Чудо, святая, девочка пошла! вопила женщина.

Беззубый опустил малышку на землю возле одной из ниш и скомандовал:

Иди, Дальмита, пусть святая тебя увидит.

Он помог ей сделать первый шаг и тоже закричал:

Посмотрите, чудо, чудо!

Я хотел подойти и узнать, кому они так поклоняются, но Альсира взяла меня за руку и удержала на месте.
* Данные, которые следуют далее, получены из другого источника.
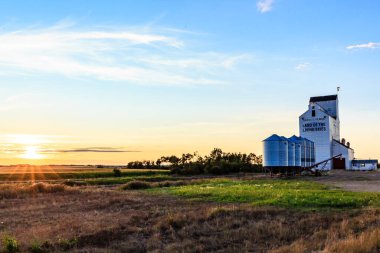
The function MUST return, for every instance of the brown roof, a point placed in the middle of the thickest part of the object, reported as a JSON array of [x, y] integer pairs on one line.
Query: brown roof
[[324, 98]]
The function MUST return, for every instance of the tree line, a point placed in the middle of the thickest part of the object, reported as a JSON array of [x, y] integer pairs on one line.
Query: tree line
[[217, 162]]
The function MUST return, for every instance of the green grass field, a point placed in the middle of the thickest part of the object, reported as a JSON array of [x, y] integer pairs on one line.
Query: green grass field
[[282, 193]]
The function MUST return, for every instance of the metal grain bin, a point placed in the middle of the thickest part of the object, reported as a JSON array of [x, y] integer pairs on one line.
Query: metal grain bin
[[275, 152]]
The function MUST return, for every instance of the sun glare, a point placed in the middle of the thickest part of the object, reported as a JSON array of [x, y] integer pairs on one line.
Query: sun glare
[[31, 152]]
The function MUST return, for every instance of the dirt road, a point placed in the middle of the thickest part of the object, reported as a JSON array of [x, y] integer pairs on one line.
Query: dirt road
[[362, 181]]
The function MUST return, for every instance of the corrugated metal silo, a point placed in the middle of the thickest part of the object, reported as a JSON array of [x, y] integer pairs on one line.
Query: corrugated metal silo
[[275, 152]]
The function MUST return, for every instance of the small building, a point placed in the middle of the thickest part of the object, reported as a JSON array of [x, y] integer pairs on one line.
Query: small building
[[364, 164], [319, 145]]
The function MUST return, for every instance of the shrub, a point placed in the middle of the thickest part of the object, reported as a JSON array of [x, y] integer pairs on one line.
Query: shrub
[[10, 244], [117, 172], [67, 244], [136, 185]]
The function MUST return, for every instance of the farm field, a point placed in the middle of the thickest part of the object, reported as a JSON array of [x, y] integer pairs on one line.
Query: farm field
[[165, 213]]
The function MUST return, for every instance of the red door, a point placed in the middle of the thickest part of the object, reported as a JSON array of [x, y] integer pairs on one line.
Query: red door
[[339, 163]]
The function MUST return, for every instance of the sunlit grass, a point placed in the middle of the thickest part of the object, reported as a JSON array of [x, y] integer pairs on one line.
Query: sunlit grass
[[282, 193]]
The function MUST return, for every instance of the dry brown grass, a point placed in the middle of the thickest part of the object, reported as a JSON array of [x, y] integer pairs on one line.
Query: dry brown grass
[[106, 219], [8, 191]]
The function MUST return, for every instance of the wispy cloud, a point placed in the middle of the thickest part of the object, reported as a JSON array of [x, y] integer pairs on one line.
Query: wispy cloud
[[110, 54], [264, 5], [369, 45], [302, 66]]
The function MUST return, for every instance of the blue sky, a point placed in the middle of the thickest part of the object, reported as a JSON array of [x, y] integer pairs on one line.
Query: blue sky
[[164, 77]]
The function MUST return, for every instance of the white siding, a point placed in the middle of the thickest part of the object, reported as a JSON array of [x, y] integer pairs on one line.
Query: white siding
[[318, 129]]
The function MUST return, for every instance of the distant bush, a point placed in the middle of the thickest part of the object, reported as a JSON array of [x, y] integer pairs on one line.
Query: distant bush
[[136, 185], [117, 172], [67, 244], [10, 244], [217, 163]]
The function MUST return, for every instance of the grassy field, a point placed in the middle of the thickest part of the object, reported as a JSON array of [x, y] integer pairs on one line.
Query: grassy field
[[59, 173], [281, 193], [238, 213]]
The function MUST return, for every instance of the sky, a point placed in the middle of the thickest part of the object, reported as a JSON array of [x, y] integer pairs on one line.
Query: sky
[[108, 82]]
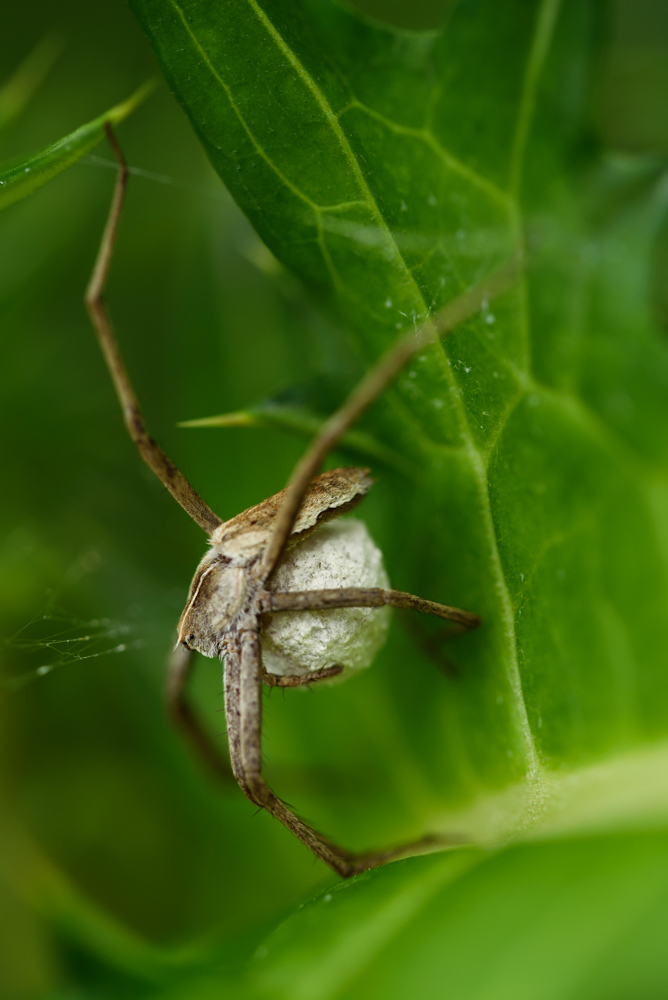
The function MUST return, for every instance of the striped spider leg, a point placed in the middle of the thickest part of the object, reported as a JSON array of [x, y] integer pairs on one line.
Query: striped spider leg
[[231, 590]]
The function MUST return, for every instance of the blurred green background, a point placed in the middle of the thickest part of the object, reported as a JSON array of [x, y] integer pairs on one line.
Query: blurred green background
[[112, 839]]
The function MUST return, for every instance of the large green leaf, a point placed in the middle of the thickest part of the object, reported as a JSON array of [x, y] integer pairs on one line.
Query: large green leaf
[[390, 170]]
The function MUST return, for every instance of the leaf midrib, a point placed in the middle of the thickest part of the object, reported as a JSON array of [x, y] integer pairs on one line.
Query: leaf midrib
[[478, 461]]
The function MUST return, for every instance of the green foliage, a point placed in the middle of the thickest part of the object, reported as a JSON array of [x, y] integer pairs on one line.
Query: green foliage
[[27, 174], [523, 475]]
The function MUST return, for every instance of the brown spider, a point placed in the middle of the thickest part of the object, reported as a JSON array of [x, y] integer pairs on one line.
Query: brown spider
[[231, 588]]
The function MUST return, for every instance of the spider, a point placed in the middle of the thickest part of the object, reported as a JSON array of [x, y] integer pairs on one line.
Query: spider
[[230, 591]]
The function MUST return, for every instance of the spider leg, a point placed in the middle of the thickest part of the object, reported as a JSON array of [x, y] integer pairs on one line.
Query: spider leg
[[363, 597], [182, 715], [371, 386], [299, 680], [243, 708], [156, 459]]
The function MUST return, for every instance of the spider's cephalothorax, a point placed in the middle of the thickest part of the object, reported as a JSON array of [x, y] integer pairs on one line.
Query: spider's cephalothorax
[[232, 590], [225, 594]]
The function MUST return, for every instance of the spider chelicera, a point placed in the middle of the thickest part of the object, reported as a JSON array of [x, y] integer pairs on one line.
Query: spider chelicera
[[232, 587]]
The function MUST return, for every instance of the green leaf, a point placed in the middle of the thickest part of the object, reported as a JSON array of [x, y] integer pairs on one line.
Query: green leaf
[[390, 170], [535, 920], [300, 410], [21, 177], [17, 92]]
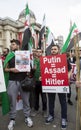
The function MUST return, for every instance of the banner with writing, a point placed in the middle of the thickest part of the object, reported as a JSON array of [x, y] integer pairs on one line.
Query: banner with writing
[[2, 82], [54, 73], [22, 61]]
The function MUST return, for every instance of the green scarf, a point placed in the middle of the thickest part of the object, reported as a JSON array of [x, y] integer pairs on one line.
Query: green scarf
[[4, 95]]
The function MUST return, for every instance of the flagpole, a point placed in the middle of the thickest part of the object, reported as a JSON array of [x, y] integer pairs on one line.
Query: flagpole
[[78, 79], [44, 45]]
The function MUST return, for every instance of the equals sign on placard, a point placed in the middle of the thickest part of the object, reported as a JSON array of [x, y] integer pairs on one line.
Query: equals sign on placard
[[52, 65], [53, 75]]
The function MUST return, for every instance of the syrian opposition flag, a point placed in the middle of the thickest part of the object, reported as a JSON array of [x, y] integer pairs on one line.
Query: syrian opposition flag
[[42, 32], [49, 38], [31, 52], [70, 35], [34, 36], [27, 14]]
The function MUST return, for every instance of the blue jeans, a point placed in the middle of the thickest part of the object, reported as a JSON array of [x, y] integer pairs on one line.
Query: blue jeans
[[63, 103]]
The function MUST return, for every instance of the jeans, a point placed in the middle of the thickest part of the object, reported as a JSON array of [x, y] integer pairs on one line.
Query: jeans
[[38, 90], [63, 103]]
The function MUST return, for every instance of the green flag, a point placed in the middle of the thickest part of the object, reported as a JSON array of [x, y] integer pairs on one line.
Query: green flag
[[4, 95], [65, 46], [27, 15]]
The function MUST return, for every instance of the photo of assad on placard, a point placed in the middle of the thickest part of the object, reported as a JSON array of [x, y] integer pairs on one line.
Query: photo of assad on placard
[[22, 61]]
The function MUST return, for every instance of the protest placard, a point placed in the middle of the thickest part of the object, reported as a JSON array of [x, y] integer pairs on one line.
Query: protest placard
[[54, 73], [2, 81], [22, 61]]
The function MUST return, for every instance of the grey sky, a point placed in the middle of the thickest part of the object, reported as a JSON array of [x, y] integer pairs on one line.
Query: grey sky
[[58, 12]]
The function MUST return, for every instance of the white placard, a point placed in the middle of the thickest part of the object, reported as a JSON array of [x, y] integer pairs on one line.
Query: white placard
[[2, 81], [22, 61]]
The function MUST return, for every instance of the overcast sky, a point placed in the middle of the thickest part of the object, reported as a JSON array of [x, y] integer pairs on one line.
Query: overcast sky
[[58, 12]]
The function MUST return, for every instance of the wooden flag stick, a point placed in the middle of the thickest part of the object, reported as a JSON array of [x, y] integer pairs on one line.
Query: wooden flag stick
[[76, 46]]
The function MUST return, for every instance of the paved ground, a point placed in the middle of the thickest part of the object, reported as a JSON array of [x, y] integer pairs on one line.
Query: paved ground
[[39, 120]]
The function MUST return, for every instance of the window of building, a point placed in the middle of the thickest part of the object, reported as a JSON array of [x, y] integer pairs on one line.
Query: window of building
[[0, 34]]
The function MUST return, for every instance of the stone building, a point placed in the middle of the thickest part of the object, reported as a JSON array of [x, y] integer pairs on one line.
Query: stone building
[[10, 29]]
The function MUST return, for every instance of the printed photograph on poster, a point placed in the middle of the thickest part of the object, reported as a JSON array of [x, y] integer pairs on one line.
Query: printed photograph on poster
[[54, 73], [2, 81], [22, 61]]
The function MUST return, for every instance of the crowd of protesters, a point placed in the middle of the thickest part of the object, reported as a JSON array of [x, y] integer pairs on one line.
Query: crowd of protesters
[[31, 99]]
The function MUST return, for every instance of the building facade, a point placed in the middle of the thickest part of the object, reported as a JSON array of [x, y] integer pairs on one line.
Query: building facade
[[11, 29]]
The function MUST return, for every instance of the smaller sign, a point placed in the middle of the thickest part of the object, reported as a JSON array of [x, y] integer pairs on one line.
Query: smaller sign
[[22, 61], [54, 73], [2, 81], [74, 72], [19, 102]]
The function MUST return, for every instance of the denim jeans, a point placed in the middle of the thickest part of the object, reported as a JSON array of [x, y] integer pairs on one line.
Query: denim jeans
[[63, 103]]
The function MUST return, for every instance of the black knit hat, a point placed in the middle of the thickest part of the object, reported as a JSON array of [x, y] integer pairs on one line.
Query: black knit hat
[[16, 41]]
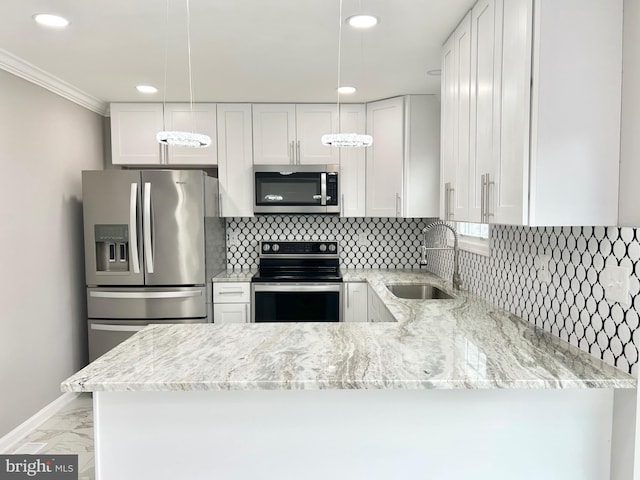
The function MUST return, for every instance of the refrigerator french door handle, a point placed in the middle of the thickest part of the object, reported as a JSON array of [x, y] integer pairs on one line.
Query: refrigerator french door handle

Мы дожидались, когда заделают отверстие в могиле Мартеля, и не могли никуда уходить.

Это почитатели Хильды[97], объяснил мне немногословный Сабаделль. Эта женщина погибла лет семь‑ восемь назад в дорожной катастрофе. Ее кумбии при жизни не пользовались особой популярностью, зато погляди, что происходит теперь.

Мне хотелось попросить, чтобы эти оголтелые помолчали, но я понял, что все будет без толку. Женщина огромных размеров, с копной белых волос на голове и с широченными губами, нарисованными пунцовой помадой, вытащила из сумки нечто напоминавшее флакон дезодоранта и, сжав его наподобие микрофона, прикрикнула на собравшихся:

Девочки, все хором, споем для нашей Хильды!

И дребезжащим голосом завела кумбию, которая начиналась так: Я не стыжусь своей любвиии, / Хоть даже сердце разорвиии. Пять нескончаемых минут они голосили хором. Песня только приближалась к концу, когда все начали хлопать в ладоши, а потом одна из этих кликуш – или кто бы они ни были – закричала: «Прекрасно, Дикарка, прекрасно! »

Мы ушли через пятнадцать минут, еще более несчастные, чем до похорон; мы чувствовали вину за то, что бросили Мартеля в вечности, до отказу заполненной враждебной музыкой.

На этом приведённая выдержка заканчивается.